Artefact
Dénudée par la nuit, la peau nacrée d'un clair de lune, tu viens toujours comme pour m'effaroucher lentement les yeux. Tu viens encore, un pas, puis l'autre. Le sourire contrit, tu as les pieds meurtris par ce sol en saillies. Brisé et épars, je suis comme ce verre à terre. Un pas, lentement appliqué du talon aux orteils, puis l'autre. Le regard vert de douleur, vert de lune et de peur, tu te campes là sur ton envie. Tu te plantes là sur ton sang et me laisses sans toi pour un temps infini. Ton désir à deux doigts de mes mains, les tiennes se retiennent et s'abstiennent de montrer une quelconque pudeur. Sous ton sein gauche elles laissent à mes yeux fissurés l'une des graines de ta beauté. Les miennes comptent dix doigts de ce désir qui ne s'évanouit pas. Dix doigts à se tordre et à crisper sur la moindre de mes pensées. Je sais bien la douleur, mes genoux aussi y sont posés.
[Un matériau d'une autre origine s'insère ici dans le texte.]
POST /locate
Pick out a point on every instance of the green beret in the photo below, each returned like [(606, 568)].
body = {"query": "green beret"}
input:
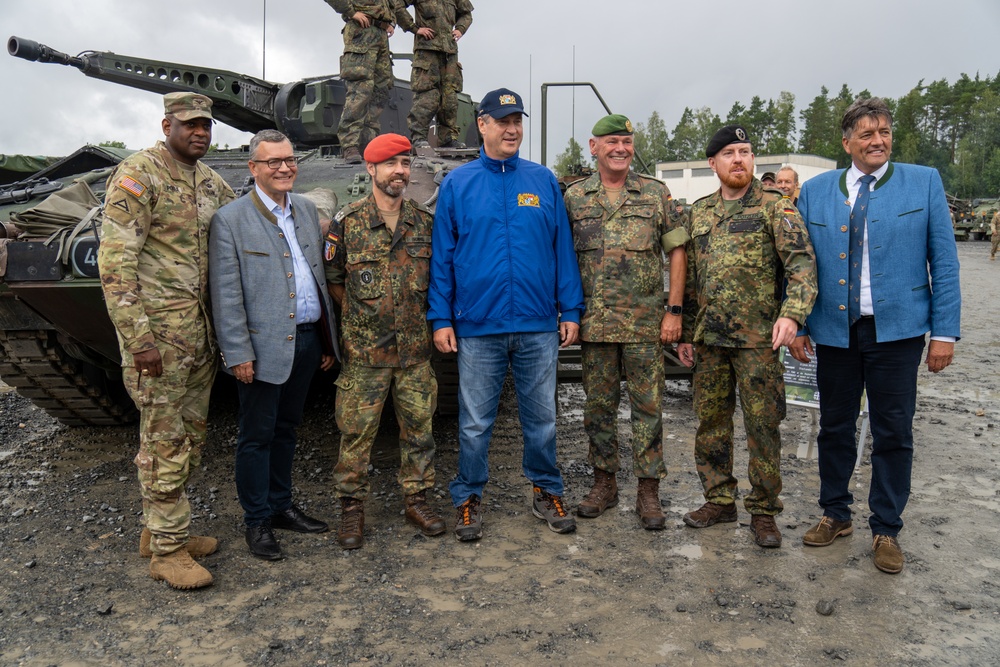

J'en avance un, traînant mon sang jusqu'à tes pieds, puis l'autre.
Sous ma joue c'est alors la douceur de ton ventre et le cri de tes entrailles. Nos yeux referment les blessures de nos sangs mêlés. Mes lèvres sèches glissées sur ta peau si fine vont jusqu'à se commettre sur les tiennes lissées sylphide. Ton dévorable cou laisse ta chevelure venir lécher ta cambrure et je te brise les jambes d'une chaleur de langue. De mes mains noircies je te retiens par les hanches, laissant les traces indélébiles de mes fouilles sur ta peau blanche.
Quand à tes pieds je me prosterne, je nous repends pour que l'on se reprenne. Devant l'objet de mon désir dédié à notre culte. Devant cet autel érigé de mes mains en ton nom. De mes mains noircies, de mes mains brûlées, je laisse en offrande les braises vivantes retrouvées sous les cendres. J'en tapisse un lit pour que l'on y vautre encore nos corps. Pour que l'on y cautérise nos plaies. Pour à nouveau voir scintiller tes yeux de nos plaisirs cramés. Pour ressentir nos corps s'aimer en corps.
Nous ne sommes que des anges à la solde de nos démons. L'absolution n'est qu'à l'ivresse de notre graal, ce calice d'abondance pour nous saouler de nos encores. Pour ne plus nous abandonner qu'à l'autre, ne plus nous adonner qu'à nous...
Nous vouer enfin à notre accidentel amour.